One of the favorite pastimes of
people to destroy each other is la
fault. Over time it has been the cause of wars, weakness and,
of course, much of the frustration experienced by humans. The
blame attribution game is very simple and has only one rule: blame others of any
bad thing that happened.
the world is hiding three irrational beliefs: 1. If something has gone or can go
badly, you have to find someone (other than us) to attribute the
responsibility. 2. The person who caused the problem
it does not deserve our respect (even if we have attributed the
responsibility for what happened). So that you can ignore it or even in cases
extreme, use verbal or physical violence against him. 3. We will never accept any kind
of responsibility for what happened. We will never admit any guilt and we do not deserve
no type of disparaging treatment from others. Seen in this perspective, it is not
difficult to realize that these beliefs are completely false but if
let's take an example, we will see how these guide and condition our ideas
and ways of understanding the reality around us. Currently, due to the crisis
economic situation that is going through Europe, more and more people are losing their jobs
and they see their civil and social rights diminish. If we apply the three
previous beliefs, the logical thing to do would be to look for the culprit. Some
they blame the banks, others on foreign immigrants and a third group from
blame the politicians. Once again we see what any scapegoat is
valid to avoid assuming our share of responsibility. And what's even worse is that in some
countries (see Greece, Hungary) have already switched to applying physical violence
towards these scapegoats (who are almost always primarily immigrants
foreigners since for now bankers and politicians are however untouchable),
simply because we think they have no rights since they are the
guilty of the situation in which we find ourselves. Obviously, I'm not saying these
categories do not have their share of responsibility in the economic crisis
(because we all have some), but I would like to state that a thought of
this type only serves to generate hatred between the different categories, it creates divisions
useful only to someone (divide and conquer)

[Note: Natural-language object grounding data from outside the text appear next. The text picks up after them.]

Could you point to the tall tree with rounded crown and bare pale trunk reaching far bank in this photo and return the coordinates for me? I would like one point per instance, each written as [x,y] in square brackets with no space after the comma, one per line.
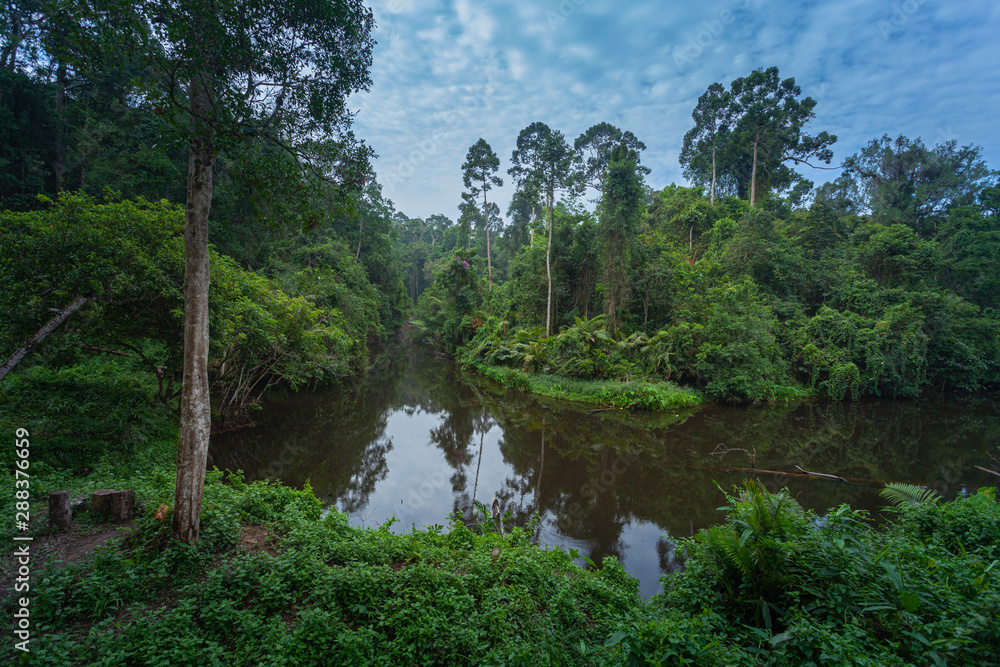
[543,161]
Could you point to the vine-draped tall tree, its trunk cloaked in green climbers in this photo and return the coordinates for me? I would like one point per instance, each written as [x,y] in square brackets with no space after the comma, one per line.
[620,211]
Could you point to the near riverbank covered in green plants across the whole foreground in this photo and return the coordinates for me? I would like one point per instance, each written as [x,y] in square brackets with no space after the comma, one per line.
[275,582]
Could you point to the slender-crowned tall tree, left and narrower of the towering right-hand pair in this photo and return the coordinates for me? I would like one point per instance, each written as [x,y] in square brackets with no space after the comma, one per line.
[713,118]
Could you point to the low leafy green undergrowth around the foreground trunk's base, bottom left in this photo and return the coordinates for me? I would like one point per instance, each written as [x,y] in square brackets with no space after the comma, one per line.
[330,595]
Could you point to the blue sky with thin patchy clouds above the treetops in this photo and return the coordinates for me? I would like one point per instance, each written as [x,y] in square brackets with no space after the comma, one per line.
[448,72]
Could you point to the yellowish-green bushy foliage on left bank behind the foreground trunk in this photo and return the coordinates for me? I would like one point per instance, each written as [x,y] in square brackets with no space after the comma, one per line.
[128,259]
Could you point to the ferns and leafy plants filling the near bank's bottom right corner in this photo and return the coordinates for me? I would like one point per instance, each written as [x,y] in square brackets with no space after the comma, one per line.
[788,587]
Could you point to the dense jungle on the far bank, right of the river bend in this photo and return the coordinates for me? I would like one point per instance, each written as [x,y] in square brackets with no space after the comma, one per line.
[883,282]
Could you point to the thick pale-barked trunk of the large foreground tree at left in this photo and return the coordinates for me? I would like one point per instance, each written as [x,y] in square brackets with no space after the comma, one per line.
[196,413]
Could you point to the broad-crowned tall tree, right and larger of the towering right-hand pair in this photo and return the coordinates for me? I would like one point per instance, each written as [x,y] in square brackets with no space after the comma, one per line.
[768,123]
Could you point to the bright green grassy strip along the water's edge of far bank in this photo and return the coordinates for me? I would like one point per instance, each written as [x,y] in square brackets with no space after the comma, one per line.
[633,395]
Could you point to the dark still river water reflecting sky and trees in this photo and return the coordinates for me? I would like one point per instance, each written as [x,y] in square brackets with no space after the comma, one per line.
[419,440]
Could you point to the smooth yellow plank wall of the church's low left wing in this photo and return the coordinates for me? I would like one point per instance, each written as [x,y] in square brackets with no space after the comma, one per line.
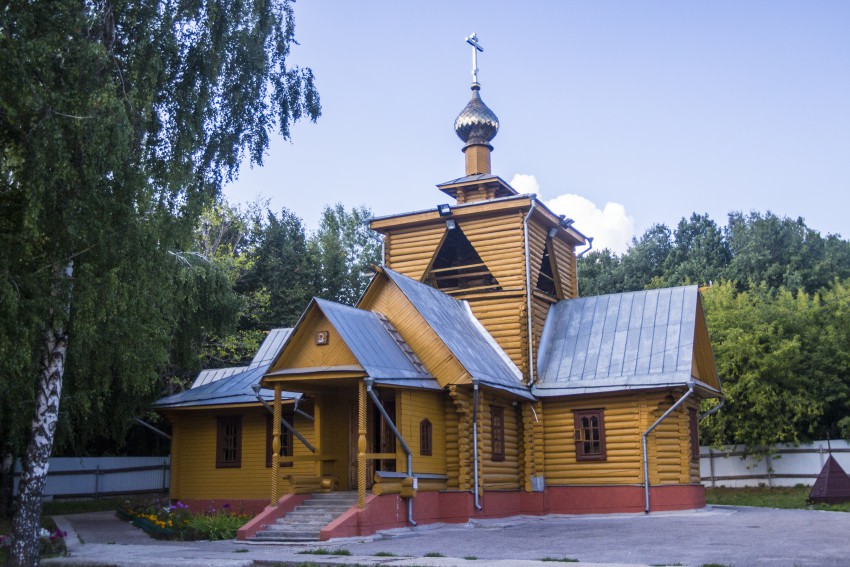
[194,474]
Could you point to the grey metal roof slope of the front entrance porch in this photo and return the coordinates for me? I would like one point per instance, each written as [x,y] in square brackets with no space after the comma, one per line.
[377,346]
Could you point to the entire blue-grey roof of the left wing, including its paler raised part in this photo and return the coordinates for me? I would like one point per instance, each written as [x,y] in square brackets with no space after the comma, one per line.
[226,386]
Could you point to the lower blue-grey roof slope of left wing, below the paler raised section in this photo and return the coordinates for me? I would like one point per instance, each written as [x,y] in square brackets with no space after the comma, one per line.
[236,389]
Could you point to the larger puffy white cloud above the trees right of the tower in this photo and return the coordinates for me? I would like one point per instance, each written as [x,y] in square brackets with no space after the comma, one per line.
[610,226]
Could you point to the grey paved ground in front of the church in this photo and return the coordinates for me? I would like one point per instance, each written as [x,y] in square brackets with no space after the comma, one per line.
[734,536]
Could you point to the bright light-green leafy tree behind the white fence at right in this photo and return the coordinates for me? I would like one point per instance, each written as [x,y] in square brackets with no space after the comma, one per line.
[782,358]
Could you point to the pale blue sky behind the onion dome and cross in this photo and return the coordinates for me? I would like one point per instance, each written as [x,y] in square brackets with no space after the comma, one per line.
[618,114]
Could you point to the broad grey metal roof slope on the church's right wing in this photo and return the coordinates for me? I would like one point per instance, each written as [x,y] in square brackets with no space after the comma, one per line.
[625,341]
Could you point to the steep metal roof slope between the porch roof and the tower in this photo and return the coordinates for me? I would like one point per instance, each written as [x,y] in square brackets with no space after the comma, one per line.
[473,347]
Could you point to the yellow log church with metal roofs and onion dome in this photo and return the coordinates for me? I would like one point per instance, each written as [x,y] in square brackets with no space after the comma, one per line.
[470,380]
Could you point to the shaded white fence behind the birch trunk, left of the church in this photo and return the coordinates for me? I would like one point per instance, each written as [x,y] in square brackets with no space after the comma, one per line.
[99,476]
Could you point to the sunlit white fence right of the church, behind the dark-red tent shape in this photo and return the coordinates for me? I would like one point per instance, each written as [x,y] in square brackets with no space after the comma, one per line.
[789,466]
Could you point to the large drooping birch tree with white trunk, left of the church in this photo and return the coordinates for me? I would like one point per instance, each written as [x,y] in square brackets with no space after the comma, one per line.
[119,122]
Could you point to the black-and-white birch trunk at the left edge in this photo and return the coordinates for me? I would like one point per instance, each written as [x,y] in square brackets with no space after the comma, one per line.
[27,521]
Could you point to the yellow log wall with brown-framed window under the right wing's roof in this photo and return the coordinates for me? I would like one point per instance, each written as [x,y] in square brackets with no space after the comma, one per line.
[626,418]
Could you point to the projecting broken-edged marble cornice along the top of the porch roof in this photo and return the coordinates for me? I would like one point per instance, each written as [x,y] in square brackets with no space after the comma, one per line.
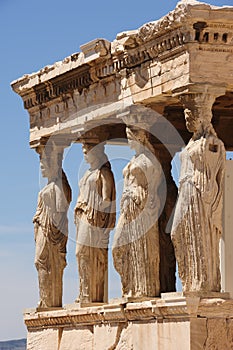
[204,27]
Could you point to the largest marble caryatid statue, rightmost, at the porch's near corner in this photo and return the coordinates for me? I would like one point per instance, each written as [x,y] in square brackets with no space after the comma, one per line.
[197,224]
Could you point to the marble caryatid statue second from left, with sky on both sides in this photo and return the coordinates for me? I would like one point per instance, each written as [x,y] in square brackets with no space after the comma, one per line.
[95,216]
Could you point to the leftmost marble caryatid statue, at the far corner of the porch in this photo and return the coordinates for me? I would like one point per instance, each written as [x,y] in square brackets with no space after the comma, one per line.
[51,227]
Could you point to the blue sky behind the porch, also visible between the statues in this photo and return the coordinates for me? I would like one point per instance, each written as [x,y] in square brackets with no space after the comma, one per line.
[33,35]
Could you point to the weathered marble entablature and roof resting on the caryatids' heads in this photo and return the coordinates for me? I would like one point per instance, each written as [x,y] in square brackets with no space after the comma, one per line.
[190,46]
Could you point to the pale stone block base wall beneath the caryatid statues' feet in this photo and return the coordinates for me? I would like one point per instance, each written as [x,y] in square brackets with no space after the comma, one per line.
[176,321]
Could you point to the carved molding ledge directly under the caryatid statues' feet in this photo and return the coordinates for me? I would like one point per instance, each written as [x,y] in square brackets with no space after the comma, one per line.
[175,305]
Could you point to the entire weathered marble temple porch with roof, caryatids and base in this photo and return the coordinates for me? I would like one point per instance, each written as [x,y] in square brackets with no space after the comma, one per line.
[153,87]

and, above all, it does not solve real problems once and for all, simply
because it does not go to the root of the same. This unhealthy game of attribution
of guilt also applies to relationships, especially when there is one
infidelity. Clearly whoever has committed the infidelity has a share of
greater responsibility but this does not exempt the person "betrayed" from taking on
their share of responsibility in the end of the relationship. How can this situation be changed?
First, we must become
aware that the three beliefs mentioned above are entirely
unfounded. For example, there isn't always someone to blame when you do
verifies a negative event, or at least there is no natural person or group
particular social responsibility that is entirely to blame for what happened. As already mentioned, a
sometimes the responsibility must be diluted among all of us, even if not in equal parts,
because it is not constructive to look for a scapegoat, even when that is there
it would make you feel better. The second belief refers to the
our tendency to underestimate the needs and rights of the accused.
However, sometimes people do wrong things but with good ones
intentions. We must not equate bad behavior with a person
"bad". For example, the fact that someone does not do well at math does not
it means that he is an imbecile but rather that he has no particular skills in
this matter but maybe it can be brilliant in others. The third belief is probably the most
difficult to eradicate, given that it would involve accepting our share of
responsibility in a negative event. Something that will make us feel uncomfortable and
which, of course, we will tend to reject. However, next time
try to blame others, stop for a second and ask yourself what it is
your own share of responsibility. It is not about being masochists but
rather than think more mature,
accepting our mistakes and working on ourselves not to repeat them.